Y salí corriendo, como ve, en pijama, deambulando y mirando hacia atrás, buscando dónde esconderme de algo o alguien que no sé si me estaba persiguiendo. Y así es como me encontraron, señor agente, con esta pinta ridícula, con los ojos hinchados de llorar, con sueño, con mucho miedo y con un frío del copón. No quiero volver a casa, y menos solo, pero no porque estén esas señoras allí, porque seguramente no están, ni tampoco los patos, que seguramente todo esto se debe a que me estoy pasando con los antiinflamatorios y esas cosas, lo que pasa es que no quiero volver a casa solo y descubrir que nada ha pasado en realidad, que no existe ni cuadro, ni señora ni pato ni ruidos en la pared y que todo, absolutamente todo lo que ha pasado en estas dos semanas, toda esta mala suerte y pésima dicha, es fruto de algo que me merezco por algo que habré hecho en el pasado. Es decir, señor agente, lo que más me asusta, sin duda, es constatar que me merezco todo lo que me ha pasado porque alguna vez hice algo malo.
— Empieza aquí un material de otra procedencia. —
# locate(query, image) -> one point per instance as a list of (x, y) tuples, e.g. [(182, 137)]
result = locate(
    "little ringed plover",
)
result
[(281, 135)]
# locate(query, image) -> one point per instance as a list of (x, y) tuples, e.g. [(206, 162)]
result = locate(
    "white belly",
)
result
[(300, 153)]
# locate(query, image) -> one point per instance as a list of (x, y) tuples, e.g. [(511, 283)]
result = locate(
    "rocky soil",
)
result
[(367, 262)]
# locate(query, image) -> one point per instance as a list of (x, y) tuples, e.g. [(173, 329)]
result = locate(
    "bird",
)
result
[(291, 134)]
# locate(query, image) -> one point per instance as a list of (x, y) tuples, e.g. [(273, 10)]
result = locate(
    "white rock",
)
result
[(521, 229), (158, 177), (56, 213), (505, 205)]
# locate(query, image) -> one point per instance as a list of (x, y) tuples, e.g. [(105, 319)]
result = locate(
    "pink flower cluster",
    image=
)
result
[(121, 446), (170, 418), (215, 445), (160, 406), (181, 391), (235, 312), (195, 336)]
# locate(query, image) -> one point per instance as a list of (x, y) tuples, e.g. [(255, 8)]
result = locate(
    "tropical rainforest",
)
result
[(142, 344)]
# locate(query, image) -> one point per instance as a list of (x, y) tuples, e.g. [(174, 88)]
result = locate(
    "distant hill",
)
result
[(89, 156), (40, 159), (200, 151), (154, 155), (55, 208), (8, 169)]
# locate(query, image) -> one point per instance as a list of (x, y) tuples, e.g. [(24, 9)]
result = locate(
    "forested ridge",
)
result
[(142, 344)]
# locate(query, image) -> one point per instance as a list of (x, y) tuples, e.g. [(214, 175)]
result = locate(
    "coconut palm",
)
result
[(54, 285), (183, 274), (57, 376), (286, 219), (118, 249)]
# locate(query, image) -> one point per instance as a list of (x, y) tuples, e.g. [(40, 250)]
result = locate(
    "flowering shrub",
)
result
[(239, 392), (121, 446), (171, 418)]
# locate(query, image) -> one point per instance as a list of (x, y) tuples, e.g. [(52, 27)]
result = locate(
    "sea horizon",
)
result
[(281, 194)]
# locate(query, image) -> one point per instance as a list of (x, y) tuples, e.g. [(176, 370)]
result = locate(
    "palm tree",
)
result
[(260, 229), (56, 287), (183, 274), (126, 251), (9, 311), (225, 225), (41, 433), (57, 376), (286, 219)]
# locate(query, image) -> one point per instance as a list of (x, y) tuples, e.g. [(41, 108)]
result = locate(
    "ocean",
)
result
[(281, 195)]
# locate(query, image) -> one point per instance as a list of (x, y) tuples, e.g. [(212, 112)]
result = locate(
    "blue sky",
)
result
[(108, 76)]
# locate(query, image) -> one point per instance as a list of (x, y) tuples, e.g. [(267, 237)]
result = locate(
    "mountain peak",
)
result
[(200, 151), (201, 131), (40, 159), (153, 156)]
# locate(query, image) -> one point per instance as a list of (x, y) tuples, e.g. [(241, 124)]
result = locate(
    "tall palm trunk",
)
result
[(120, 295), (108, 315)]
Es eso por lo que no quiero ir a casa, porque no me gustaría descubrir que lo único cierto de todo es que el karma ha venido para hacérmelo pagar.
Y si todo es verdad, y si esa chica y ese pato existen, pues tendremos que aprender a convivir los tres, no nos queda otra.
Y, ahora, ¿me van a dejar marchar o realmente piensan que estoy loco? No me dejen aquí mucho tiempo, no sea que mis nuevos amigos se preocupen demasiado por mí.